Raquel Valente pôde compartilhar seus conhecimentos com a curitibana Beatriz Perez, de 67 anos. Acostumada a participar de reuniões presenciais, de uma hora para outra, sem computador e apenas com o celular, Perez se viu diante de muitas dificuldades para instalar e abrir aplicativos de reuniões virtuais, para utilizar todos os recursos do WhatsApp e, com a enxurrada de mensagens, para “limpar” a memória do celular, que estava sempre cheia.
“Sozinhos não conseguimos e nossos familiares não têm muito tempo. Temos que aceitar que somos mais devagar e que os jovens estão mais preparados. Me senti muito bem com eles e muito bem atendida. Se não fosse por essa ajuda, não estaria acompanhando as reuniões”. E completa: “Vocês não podem parar porque a terceira idade precisa muito dos jovens”.

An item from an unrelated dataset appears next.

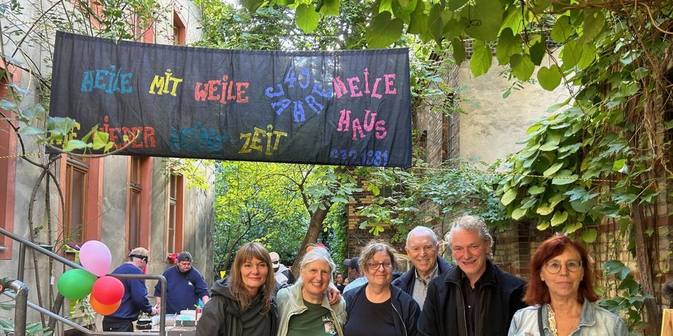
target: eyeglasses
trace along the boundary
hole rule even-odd
[[[369,267],[369,269],[372,271],[378,270],[381,266],[383,266],[384,269],[390,269],[391,268],[393,268],[393,264],[390,263],[369,263],[367,264],[367,266]]]
[[[563,264],[558,261],[552,261],[545,264],[545,269],[547,272],[551,274],[556,274],[561,272],[561,266]],[[582,268],[582,261],[580,260],[571,260],[565,263],[565,268],[569,272],[575,272]]]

Marina Cavalcante, de Fortaleza, não tem dúvidas de que a recíproca é verdadeira. Entusiasta da tecnologia como uma ferramenta de aproximação entre as pessoas, Cavalcante faz questão de destacar o quão incrível foi poder ajudar uma pessoa de outro estado somente pelo celular. “Gosto de novas tecnologias por facilitar a vida e aproximar as pessoas.” A jovem encontrou no projeto uma forma de “sair um pouco da zona de conforto”, como ela mesma comentou. “A experiência foi fantástica e muito divertida. Pude ensinar as pessoas coisas que provavelmente elas não teriam como aprender e tive um espaço para usar minha criatividade para ensinar sobre Instagram, Spotify e, no fim, eu também acabei aprendendo outras coisas”, diz.
Tempos depois, espontaneamente, Cavalcante lembrou de enviar para uma das participantes do projeto outro vídeo sobre o Instagram. “A partir de então, de vez em quando, ela também me manda mensagens. Foi uma troca, e agora ela sabe que não foi uma coisa pontual, que sempre que ela tiver uma dúvida, ela pode me enviar”, conta.
Dos relatos se extrai o que de fato foi a essência da origem do projeto: um frutuoso relacionamento entre gerações, baseado em diálogo, paciência e compreensão mútua. “O aprendizado principal é que, mais do que passar um passo a passo ou um tutorial, é necessário estabelecer uma relação e uma comunicação horizontal. É a partir disso que conseguimos quebrar a barreira entre as gerações e nos vermos como iguais”, destaca Bandeira.
Recentemente, o projeto lançou mais uma rodada de inscrições para entender se ainda havia demanda, e cerca de 50 pessoas se inscreveram. Os jovens analisam a possibilidade de tornar iniciativa perene, com um site, tutoriais prontos e um formulário permanente para os interessados.